Сосредоточенность Эмбервилля, даже сама осанка его головы и плеч были как у человека, подвергшегося месмеризации[7]. Я уже собирался заявить ему о своем присутствии; как вдруг до меня дошло, что мы были не одни на лугу. Сразу за пределами фокуса моего зрения стояла, в скрытной позе, чья-то фигура, как будто наблюдая за нами обоими. Я развернулся вокруг своей оси — и никого не оказалось. Потом я услышал испуганный крик Эмбервилля и повернулся к нему, воззрившемуся на меня. На его чертах застыло выражение ужаса и удивления, которое, тем не менее, не до конца вытеснило маску гипнотической зачарованности.
«Бог мой! — выдохнул он, — я уж было принял тебя за того старика!»
Я не могу с точностью сказать, было ли еще что-либо произнесено каждым из нас. Однако, у меня осталось впечатление пустой тишины. После его одиночного возгласа изумления, Эмбервилль, похоже, погрузился в прежнее непроницаемое состояние абстрагирования, как если бы он более не сознавал моего присутствия; как если бы, идентифицировав, он сразу же забыл обо мне. С моей стороны, я чувствовал странное и непреодолимое принуждение. Эта скверная, жутковатая сцена угнетала меня сверх всякой меры. Казалось, что болотистая низина пытается завлечь меня в свои объятья неким нематериальным образом. Ветви больных ольх манили. Бочаг, над которым костлявая ива воздымалась в образе древесной смерти, отвратительно добивался меня своими стоячими водами.
Более того, помимо зловещей атмосферы места самого по себе, я болезненно ощутил дальнейшее изменение Эмбервилля — изменение, что было фактическим отчуждением. Его недавнее настроение, чем бы оно ни было, укрепилось чрезвычайно: он глубже ушел в его моровые сумерки, и утратил ту веселую и жизнерадостную индивидуальность, которую я знал. Это было подобно зарождающемуся безумию; и возможность этого ужаснула меня.
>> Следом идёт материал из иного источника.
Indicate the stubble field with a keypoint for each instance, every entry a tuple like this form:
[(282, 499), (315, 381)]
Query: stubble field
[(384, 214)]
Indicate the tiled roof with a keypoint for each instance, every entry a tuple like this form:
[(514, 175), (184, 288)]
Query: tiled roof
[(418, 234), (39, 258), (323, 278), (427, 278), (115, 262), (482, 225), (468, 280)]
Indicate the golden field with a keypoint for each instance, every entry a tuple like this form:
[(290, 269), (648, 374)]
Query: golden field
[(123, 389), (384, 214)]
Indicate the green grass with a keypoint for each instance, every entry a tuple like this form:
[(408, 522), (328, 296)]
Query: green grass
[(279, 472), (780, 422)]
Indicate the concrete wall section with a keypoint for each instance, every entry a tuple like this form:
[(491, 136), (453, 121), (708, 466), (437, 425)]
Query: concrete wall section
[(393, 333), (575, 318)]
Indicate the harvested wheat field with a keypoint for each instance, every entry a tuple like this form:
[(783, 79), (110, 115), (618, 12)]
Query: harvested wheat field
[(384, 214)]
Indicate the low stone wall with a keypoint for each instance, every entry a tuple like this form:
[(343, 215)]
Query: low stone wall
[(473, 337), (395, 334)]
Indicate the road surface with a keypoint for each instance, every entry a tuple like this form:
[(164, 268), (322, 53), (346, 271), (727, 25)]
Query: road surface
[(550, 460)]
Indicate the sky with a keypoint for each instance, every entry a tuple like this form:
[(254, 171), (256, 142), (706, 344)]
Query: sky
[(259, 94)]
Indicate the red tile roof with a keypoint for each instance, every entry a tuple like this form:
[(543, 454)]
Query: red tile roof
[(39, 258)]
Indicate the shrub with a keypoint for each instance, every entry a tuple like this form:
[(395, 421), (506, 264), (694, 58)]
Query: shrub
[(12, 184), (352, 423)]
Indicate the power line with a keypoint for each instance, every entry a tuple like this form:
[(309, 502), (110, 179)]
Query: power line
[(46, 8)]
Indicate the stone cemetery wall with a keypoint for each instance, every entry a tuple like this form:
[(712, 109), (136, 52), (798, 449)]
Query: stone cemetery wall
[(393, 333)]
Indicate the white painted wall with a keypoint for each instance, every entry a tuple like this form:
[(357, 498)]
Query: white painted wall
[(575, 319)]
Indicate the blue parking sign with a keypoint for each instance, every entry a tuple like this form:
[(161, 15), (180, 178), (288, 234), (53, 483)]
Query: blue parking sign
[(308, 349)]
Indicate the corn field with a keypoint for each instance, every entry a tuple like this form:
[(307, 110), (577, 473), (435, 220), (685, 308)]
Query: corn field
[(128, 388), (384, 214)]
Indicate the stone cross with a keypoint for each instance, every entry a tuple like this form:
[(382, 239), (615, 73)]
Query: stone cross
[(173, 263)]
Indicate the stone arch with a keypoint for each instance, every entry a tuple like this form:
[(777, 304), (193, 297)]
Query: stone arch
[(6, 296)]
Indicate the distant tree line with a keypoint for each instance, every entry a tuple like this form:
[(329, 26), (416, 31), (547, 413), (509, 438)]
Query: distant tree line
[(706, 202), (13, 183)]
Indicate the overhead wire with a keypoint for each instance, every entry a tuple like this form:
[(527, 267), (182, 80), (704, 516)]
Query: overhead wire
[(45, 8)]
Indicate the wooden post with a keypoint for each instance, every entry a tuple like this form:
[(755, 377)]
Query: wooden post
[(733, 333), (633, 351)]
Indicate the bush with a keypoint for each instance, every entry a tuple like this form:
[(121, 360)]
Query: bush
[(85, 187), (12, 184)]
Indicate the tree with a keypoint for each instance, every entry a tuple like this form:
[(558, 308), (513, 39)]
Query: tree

В медлительной, сомнамбулической манере, не удостоив меня второго взгляда, он продолжил работу над картиной, и я наблюдал за ним некоторое время, не зная, что сказать или сделать. На длительные промежутки времени он останавливался и с задумчивой внимательностью разглядывал какие-то особенности пейзажа. Во мне зародилась странная идея растущего сродства, таинственного раппорта[8] между Эмбервиллем и лугом. Каким-то необъяснимым образом место как будто завладело частью самой его души — и оставило что-то свое взамен. У художника был вид человека, разделяющего некую нечестивую тайну, ставшего служителем нечеловеческого знания. Во вспышке ужасного откровения, я увидел луг настоящим вампиром, а Эмбервилля — его добровольной жертвой.
Как долго я оставался там, не могу сказать. Наконец, я подошел к нему и грубо встряхнул за плечо.
«Ты слишком много работаешь, — сказал я ему. — Послушайся моего совета и отдохни денек-другой».
Он повернулся ко мне с ошеломленным взглядом человека, заплутавшего в неком наркотическом сне. Это выражение, очень медленно, стало уступать место угрюмому гневу.
«О, иди к черту! — прорычал он. — Разве ты не видишь, что я занят?»
Я оставил его тогда, ибо ничего другого не оставалось в данных обстоятельствах. Безумного и призрачного характера всей этой истории было достаточно, чтобы заставить меня усомниться в собственном рассудке. Мои впечатления о луге — и об Эмбервилле — были запятнаны коварным ужасом, какого раньше мне не приходилось ощущать ни разу в будничной жизни и в нормальном сознании.